According to the report, "Failing its families: Lack of Paid Leave and Work-Family Supports in the US," of he 190 countries studied, 178 have national laws that guarantee paid leave for new mothers, and more than 50 also guarantee paid leave for new fathers. More than 100 countries offer 14 or more weeks of paid leave for new mothers, the 34 members of the Organization for Economic Co-Operation (which includes Bangladesh, Australia, China, Estonia, Russia and others) provide on average 18 weeks of paid maternity leave, with an average of 13 weeks at full pay, with additional paid parental leave available. (You can see a chart detailing their policies here.)
But maternity leave isn't the only place where we fall behind, according to the report: U.S. companies also lack accommodations for breast-feeding mothers, though the new health care law requires employers to provide reasonable breaks and accommodations for breastfeeding mothers who need to pump at work, and Surgeon General Regina M. Benjamin in January released a call to action to support breastfeeding. (Just 24 states, along with Puerto Rico and Washington, D.C., have laws relating to breastfeeding in the workplace.)
And there's one thing we have too much of: workplace discrimination against new parents. Women experience the so-called Motherhood penalty, in which working moms get less pay and less respect in the office, and men are struggling to "legitimize being a family-focused worker," a Boston College study showed.
The report backs up their assertions with interviews from 64 U.S. families, and some of their profiles are just heartbreaking:
Abigail Y. was working as a college professor when she gave birth to her daughter and had no maternity leave. She did have a few weeks off, but only by teaching all her class hours before giving birth, including leading a sea kayaking trip when she was seven months pregnant. Abigail’s employer was very negative about her pregnancy, and told her it was imperative there be no perception that she had taken maternity leave. ...
Hannah C. worked close to 38 hours a week in a bank when she became pregnant—just short of full-time. As a result she had no benefits, and did not take a day off during her nine months of pregnancy even though she was ill throughout. Instead, she was allocated the station closest to the restroom so that she could take two steps to throw up, freshen up, and come back out....
Paula R., an attorney, asked for a reduced or flexible schedule after her son was born. She was refused, contributing to her decision to quit.

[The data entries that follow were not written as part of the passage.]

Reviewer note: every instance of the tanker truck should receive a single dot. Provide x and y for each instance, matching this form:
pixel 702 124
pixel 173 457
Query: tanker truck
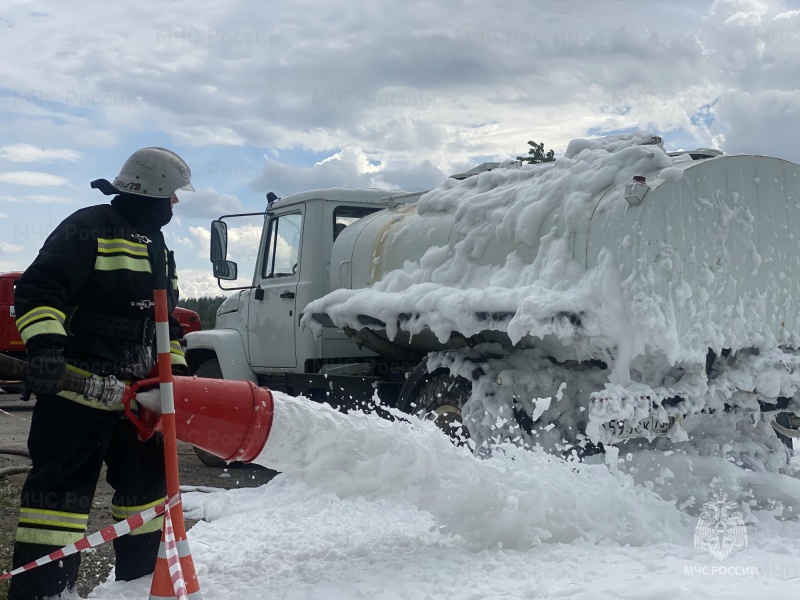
pixel 619 293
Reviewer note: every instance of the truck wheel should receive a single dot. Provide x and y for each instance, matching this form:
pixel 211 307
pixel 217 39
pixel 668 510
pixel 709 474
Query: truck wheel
pixel 211 370
pixel 438 397
pixel 783 420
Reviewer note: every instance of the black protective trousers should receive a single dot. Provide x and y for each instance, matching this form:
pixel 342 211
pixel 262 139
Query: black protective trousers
pixel 68 443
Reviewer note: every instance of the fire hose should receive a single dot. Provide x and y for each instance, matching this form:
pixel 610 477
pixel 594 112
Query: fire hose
pixel 229 419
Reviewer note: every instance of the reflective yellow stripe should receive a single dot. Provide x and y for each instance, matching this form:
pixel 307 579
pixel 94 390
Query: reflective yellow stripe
pixel 45 326
pixel 149 527
pixel 107 246
pixel 123 512
pixel 116 263
pixel 40 516
pixel 47 537
pixel 38 313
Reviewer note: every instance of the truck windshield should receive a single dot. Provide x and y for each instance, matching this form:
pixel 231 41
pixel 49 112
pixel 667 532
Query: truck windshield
pixel 283 249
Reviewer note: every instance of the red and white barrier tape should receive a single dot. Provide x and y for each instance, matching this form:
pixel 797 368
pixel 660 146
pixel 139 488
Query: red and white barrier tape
pixel 174 560
pixel 100 537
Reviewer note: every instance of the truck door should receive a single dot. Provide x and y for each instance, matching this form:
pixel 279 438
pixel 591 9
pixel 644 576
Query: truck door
pixel 273 317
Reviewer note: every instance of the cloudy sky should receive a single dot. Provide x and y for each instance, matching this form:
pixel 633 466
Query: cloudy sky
pixel 289 96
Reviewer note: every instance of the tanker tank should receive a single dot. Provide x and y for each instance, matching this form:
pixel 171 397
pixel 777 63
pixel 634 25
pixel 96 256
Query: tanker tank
pixel 656 285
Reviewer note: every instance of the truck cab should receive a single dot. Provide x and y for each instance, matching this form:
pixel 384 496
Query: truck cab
pixel 258 334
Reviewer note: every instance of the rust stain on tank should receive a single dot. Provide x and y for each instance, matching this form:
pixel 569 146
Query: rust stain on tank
pixel 399 213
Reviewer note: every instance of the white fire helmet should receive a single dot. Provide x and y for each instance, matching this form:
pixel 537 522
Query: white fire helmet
pixel 151 172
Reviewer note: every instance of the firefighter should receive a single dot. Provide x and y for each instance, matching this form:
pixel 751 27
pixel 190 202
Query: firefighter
pixel 85 306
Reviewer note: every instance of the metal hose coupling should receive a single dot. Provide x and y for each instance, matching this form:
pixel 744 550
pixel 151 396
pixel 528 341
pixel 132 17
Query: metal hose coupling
pixel 108 390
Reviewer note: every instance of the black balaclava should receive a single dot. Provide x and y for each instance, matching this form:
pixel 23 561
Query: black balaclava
pixel 147 213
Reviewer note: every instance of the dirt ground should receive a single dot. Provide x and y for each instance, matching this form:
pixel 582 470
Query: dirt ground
pixel 96 564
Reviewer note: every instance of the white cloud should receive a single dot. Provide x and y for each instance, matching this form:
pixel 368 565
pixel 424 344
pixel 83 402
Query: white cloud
pixel 207 204
pixel 38 199
pixel 6 248
pixel 351 167
pixel 32 178
pixel 195 283
pixel 30 153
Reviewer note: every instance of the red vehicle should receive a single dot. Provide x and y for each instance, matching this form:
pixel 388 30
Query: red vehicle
pixel 189 320
pixel 11 343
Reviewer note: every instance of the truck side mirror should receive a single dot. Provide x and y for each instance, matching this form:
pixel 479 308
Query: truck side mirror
pixel 225 269
pixel 219 242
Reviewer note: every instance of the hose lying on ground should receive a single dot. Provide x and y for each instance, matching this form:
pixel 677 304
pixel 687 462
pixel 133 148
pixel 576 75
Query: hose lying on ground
pixel 13 470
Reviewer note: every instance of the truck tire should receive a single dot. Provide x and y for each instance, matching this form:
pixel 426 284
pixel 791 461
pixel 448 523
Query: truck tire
pixel 437 397
pixel 211 370
pixel 783 420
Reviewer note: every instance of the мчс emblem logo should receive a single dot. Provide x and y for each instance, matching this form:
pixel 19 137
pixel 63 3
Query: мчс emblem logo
pixel 720 527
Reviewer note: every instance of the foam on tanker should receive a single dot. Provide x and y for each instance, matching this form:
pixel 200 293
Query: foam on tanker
pixel 450 285
pixel 649 308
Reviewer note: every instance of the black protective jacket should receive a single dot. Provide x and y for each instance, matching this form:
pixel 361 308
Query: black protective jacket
pixel 90 290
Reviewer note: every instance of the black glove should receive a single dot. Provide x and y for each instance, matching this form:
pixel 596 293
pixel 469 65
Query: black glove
pixel 46 370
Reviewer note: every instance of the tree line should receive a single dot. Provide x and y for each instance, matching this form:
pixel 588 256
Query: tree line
pixel 206 307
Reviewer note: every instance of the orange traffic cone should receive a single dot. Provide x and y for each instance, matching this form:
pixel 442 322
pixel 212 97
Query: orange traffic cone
pixel 174 576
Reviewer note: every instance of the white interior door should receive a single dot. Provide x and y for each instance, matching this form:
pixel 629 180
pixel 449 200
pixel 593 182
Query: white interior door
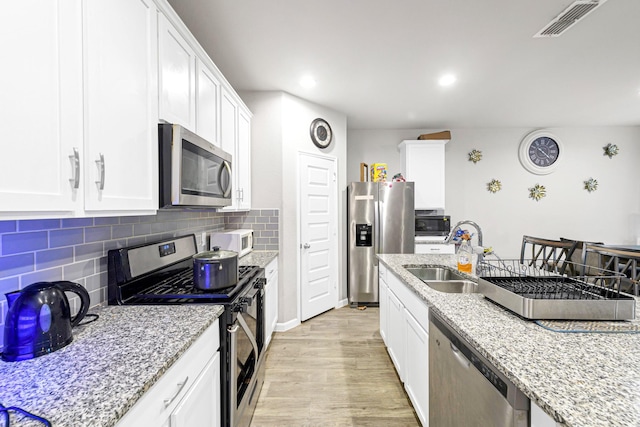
pixel 318 235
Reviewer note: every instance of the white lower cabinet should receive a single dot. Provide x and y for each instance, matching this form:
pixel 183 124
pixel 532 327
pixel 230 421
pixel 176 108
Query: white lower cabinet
pixel 271 300
pixel 417 367
pixel 426 248
pixel 407 339
pixel 188 394
pixel 383 292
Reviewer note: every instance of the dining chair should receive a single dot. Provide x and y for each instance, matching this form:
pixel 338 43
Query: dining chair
pixel 548 254
pixel 622 260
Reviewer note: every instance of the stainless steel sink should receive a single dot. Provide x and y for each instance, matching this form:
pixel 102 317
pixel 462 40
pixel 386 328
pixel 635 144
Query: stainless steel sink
pixel 453 286
pixel 443 279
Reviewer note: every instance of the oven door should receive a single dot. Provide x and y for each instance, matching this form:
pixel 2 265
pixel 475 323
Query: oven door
pixel 246 374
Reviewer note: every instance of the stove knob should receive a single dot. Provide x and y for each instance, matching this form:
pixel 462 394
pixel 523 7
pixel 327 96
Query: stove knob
pixel 260 283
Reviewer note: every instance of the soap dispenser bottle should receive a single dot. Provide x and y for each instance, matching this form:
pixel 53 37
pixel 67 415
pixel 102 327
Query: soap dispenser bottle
pixel 464 257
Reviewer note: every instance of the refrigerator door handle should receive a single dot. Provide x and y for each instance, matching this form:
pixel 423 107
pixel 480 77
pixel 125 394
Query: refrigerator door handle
pixel 377 235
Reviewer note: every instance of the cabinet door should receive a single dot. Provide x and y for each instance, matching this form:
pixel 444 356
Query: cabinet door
pixel 396 333
pixel 201 405
pixel 41 86
pixel 384 307
pixel 229 140
pixel 177 65
pixel 423 163
pixel 417 367
pixel 243 161
pixel 121 105
pixel 207 104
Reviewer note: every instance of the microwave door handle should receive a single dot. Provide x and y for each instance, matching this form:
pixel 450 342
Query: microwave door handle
pixel 225 191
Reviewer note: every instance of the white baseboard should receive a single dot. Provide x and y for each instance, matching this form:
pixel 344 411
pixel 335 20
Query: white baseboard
pixel 283 327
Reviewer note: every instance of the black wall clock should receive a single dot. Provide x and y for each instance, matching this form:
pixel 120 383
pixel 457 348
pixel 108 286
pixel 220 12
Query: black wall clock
pixel 321 133
pixel 540 152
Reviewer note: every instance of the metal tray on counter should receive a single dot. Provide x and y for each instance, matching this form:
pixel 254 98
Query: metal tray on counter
pixel 541 293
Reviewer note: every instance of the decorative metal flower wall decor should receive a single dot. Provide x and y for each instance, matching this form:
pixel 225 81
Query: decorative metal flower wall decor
pixel 591 185
pixel 475 156
pixel 537 192
pixel 611 150
pixel 494 186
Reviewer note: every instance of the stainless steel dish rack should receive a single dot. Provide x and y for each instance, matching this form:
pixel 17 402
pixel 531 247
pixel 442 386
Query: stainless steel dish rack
pixel 537 290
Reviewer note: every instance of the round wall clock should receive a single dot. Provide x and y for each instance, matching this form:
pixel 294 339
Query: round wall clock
pixel 321 133
pixel 540 152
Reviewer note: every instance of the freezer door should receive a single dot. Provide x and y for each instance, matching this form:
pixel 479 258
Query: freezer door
pixel 396 227
pixel 362 235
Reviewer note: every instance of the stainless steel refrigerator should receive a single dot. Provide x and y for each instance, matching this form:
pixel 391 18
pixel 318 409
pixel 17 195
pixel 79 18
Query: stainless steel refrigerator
pixel 381 220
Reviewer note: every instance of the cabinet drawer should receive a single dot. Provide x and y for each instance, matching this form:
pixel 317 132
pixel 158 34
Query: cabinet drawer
pixel 382 272
pixel 422 248
pixel 161 399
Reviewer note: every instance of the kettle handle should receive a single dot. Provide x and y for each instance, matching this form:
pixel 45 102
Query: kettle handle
pixel 84 299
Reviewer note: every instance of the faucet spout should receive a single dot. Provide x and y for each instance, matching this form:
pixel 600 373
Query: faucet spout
pixel 466 221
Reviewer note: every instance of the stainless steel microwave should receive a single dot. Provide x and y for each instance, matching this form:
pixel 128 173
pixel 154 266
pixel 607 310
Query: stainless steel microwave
pixel 428 224
pixel 193 172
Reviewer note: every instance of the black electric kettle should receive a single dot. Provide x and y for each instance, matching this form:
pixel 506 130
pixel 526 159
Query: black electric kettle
pixel 39 319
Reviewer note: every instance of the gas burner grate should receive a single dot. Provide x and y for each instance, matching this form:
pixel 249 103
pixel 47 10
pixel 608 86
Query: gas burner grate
pixel 179 288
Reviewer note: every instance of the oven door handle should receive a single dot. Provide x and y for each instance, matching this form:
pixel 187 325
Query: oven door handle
pixel 252 339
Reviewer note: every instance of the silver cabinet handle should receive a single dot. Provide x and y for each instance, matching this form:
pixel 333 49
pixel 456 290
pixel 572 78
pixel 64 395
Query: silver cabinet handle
pixel 75 159
pixel 168 402
pixel 100 164
pixel 225 191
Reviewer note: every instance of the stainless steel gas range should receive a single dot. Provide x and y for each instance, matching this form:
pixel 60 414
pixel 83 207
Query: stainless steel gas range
pixel 162 273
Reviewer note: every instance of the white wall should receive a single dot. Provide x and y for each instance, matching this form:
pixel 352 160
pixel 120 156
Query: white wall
pixel 280 131
pixel 611 214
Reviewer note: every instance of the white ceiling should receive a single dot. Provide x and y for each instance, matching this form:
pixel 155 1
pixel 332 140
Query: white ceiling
pixel 378 61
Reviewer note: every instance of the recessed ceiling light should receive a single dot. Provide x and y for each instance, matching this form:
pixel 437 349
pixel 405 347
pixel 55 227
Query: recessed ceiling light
pixel 307 82
pixel 447 80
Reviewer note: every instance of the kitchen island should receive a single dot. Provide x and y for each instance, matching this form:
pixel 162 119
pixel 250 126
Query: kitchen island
pixel 107 368
pixel 579 379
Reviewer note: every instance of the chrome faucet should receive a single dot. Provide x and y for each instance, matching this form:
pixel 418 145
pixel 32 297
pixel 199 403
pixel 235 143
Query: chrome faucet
pixel 477 227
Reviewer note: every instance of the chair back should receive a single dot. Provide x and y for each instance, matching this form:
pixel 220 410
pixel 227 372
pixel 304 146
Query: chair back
pixel 553 255
pixel 621 260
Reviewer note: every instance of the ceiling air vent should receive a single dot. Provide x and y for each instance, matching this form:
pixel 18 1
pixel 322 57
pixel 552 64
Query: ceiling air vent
pixel 570 16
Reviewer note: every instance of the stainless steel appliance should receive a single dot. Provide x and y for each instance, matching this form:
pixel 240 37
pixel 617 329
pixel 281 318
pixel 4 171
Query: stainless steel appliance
pixel 464 389
pixel 162 273
pixel 39 319
pixel 430 224
pixel 193 172
pixel 539 292
pixel 380 221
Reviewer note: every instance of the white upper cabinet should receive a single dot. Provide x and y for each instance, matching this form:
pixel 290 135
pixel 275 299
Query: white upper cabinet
pixel 84 86
pixel 207 104
pixel 423 163
pixel 121 92
pixel 41 86
pixel 177 76
pixel 235 138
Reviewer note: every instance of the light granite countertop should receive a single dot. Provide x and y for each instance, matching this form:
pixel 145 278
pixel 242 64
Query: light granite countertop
pixel 579 379
pixel 259 258
pixel 109 365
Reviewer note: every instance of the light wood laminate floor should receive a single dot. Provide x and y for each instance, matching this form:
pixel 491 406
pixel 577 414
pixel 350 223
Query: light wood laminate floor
pixel 333 370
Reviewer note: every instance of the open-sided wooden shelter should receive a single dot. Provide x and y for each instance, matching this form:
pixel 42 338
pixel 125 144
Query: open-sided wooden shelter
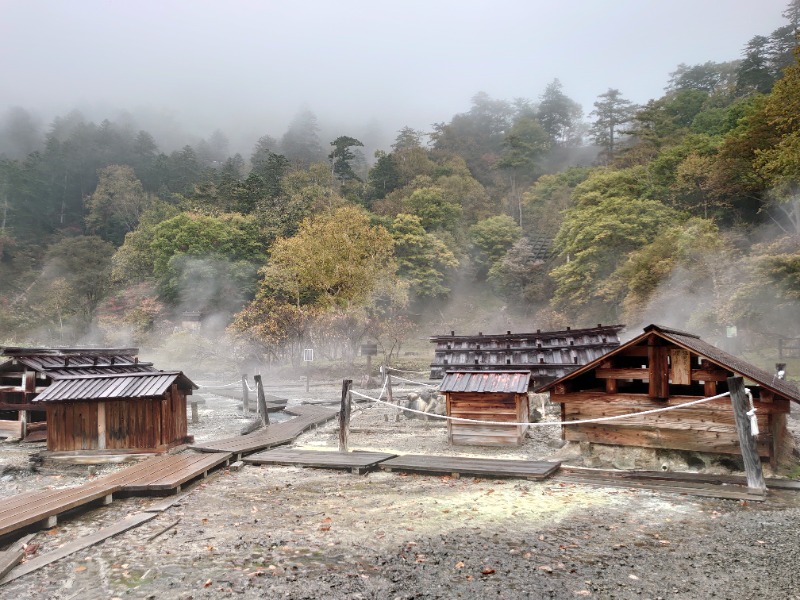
pixel 665 367
pixel 546 355
pixel 486 396
pixel 95 398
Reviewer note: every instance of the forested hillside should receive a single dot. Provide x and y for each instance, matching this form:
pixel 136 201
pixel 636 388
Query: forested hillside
pixel 524 213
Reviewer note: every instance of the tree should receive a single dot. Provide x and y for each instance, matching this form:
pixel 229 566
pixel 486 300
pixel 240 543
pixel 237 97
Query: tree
pixel 341 158
pixel 754 73
pixel 335 259
pixel 594 240
pixel 228 247
pixel 434 210
pixel 520 276
pixel 300 144
pixel 492 238
pixel 612 113
pixel 422 258
pixel 117 204
pixel 522 147
pixel 559 115
pixel 81 267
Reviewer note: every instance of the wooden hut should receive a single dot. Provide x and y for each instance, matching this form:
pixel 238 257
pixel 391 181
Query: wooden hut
pixel 95 399
pixel 29 371
pixel 665 367
pixel 132 412
pixel 487 396
pixel 546 355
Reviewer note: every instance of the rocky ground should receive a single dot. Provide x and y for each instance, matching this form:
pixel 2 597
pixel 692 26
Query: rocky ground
pixel 285 532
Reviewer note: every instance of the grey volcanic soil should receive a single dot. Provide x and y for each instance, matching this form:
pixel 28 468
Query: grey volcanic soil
pixel 284 532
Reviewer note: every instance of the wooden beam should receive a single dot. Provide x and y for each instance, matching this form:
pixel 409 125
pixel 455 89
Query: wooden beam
pixel 747 441
pixel 659 369
pixel 79 544
pixel 344 414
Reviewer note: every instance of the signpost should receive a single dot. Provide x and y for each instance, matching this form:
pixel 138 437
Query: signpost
pixel 369 350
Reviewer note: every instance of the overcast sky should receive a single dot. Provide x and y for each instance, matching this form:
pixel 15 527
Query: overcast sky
pixel 250 66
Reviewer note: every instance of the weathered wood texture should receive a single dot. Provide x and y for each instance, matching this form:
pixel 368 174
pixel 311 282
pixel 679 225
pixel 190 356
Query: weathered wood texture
pixel 273 435
pixel 511 408
pixel 131 423
pixel 478 467
pixel 79 544
pixel 359 462
pixel 747 441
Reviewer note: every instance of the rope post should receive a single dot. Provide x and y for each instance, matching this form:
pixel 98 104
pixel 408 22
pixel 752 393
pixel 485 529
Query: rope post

When her daughter was born two years later, Paula worked 30 hours a week at a small firm and had no benefits. She took a five week maternity leave, all unpaid. Her husband had no paternity leave, but had a somewhat flexible schedule. When Paula went back to work, she found that her employer had hired a new attorney and given away her office....
Though the federal Family and Medical Leave Act (FMLA) allows employees with newborns to take up to 12 weeks of unpaid leave without jeopardizing their jobs, only about half of U.S. workers are covered under it. The Bureau of Labor Statistics estimates that only 11 percent of American employees have the option of taking paid medical leave, which is offered by some employers but is not required by the government.
I was lucky; though my company didn't offer paid leave, I was able to cobble together vacation time and sick time so that I could draw a paycheck (and pay our mortgage) while I was on maternity leave in 2004 and 2006. Even so, we blew through most of our savings so that I could extend each leave by a few precious weeks. Which brings me to the crux of the issue: How can working parents put their kids first if they can't take time off to care for them without going bankrupt?
Do you think paid parental leave should be a perk, or a government-mandated requirement?